I may be completely wrong, but I imagine there was a day when people had a lot of time to think. As a carpenter worked, the TV was not on in the background. As a farmer walked behind his mule, plowing the field, he wasn’t listening to the news on the radio. As a housewife went about her daily routine, she heard the noises of her children playing, and there were no magazines or websites to skim at lunch.

I like to think that during those times Christians reflected on what they had heard on Sunday. Not every minute, of course, but at some point during the week they could think over the sermon they had listened to as they went about their work because it was one of the few outside “inputs” they had in their lives.

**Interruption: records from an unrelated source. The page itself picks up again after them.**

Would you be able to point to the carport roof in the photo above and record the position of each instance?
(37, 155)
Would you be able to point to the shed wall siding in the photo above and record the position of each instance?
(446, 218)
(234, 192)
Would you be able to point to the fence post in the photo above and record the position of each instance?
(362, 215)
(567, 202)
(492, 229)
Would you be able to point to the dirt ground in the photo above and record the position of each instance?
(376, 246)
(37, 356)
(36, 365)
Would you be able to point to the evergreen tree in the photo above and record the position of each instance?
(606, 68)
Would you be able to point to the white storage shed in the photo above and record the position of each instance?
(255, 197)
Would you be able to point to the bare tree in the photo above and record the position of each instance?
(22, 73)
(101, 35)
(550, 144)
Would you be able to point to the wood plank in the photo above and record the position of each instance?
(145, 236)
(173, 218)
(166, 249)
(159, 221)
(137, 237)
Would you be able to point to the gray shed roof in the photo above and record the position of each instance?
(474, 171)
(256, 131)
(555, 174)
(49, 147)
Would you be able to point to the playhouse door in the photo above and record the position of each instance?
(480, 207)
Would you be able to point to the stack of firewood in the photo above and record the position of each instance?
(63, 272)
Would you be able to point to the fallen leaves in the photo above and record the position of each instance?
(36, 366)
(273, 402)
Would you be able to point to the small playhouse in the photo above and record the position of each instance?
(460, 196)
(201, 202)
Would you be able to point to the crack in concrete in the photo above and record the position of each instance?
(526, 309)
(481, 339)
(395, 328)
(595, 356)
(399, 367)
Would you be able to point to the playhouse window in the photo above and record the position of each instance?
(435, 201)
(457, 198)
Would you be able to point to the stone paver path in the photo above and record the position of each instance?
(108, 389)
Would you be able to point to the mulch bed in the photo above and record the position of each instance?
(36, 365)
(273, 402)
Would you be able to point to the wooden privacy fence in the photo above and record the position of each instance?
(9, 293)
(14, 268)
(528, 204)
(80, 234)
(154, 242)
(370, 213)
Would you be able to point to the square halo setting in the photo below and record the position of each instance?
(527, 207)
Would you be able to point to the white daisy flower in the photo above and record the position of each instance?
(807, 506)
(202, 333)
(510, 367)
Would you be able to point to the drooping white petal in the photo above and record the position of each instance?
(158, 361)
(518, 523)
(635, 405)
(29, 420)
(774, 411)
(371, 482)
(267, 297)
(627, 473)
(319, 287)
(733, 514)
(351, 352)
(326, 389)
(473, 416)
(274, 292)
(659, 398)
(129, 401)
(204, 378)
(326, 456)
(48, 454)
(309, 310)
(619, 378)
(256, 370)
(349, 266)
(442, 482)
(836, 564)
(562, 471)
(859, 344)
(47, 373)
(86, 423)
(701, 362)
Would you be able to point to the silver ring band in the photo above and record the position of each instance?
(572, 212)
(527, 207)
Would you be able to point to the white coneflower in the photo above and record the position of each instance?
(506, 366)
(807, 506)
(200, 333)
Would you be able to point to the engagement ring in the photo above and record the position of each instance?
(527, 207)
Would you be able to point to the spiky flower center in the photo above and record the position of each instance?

That’s not the way it is today, is it? As I’ve said before, it’s quite possible that many (most) people forget the point of the sermon before they even get back home from church.

Knowing that can be just a bit discouraging, can’t it? But I don’t think it necessarily has to be that way. So how can we extend the impact of our sermon? How can we help our people engage the passage and message we’ve led them through. Let me suggest a few options:

The primary means that I see churches using involves their small groups. Most of our small groups studied a parallel passage or revisited the text I preached on. I would write study questions while the sermon was still fresh in my own mind and then email them to our group leaders. Writing study questions – good study questions – is not easy. And you want to focus attention on the Bible, not on your own words (though it’s not a bad idea to people to occasionally interact with something you said in your sermon).

If you’re the senior pastor and an associate is in charge of the small group ministry, talk it over with him and win support. I mean, you could dictate, but that’s not cool. Also, he may be the best one to write your study questions. That would mean him studying the passage during the same week you do so he can get the questions out right away. But before you assign him that responsibility, make sure he has time for what is essentially another lesson preparation.

Good study questions make people think and provoke discussion. I recently came across a short book titled Writing a Small Group Study. I purchased a few weeks ago, but haven’t read it yet. However, the publisher produces solid study materials that I’ve used so I’ll recommend it on that basis. I also maintained a collection of good study guides that I used on occasion to jog my thinking.

Make sure you solicit the support of your small group leaders. I explained to our leaders that I spent a good chunk of time studying a passage and preparing a sermon, and that with all the distractions that come into our lives, it just made sense to want to help people recall and interact with what they heard at some point during the week that followed. Most of the time our leaders were right on board with that. If you can’t get all of them to sign on to that approach, you might get a couple of leaders to be willing to change from using a discussion guide to using questions related to your preaching. Then, on occasion, let it slip from the pulpit that some of the groups are discussing the sermon. You may find others eventually become interested. Schmoozing 101.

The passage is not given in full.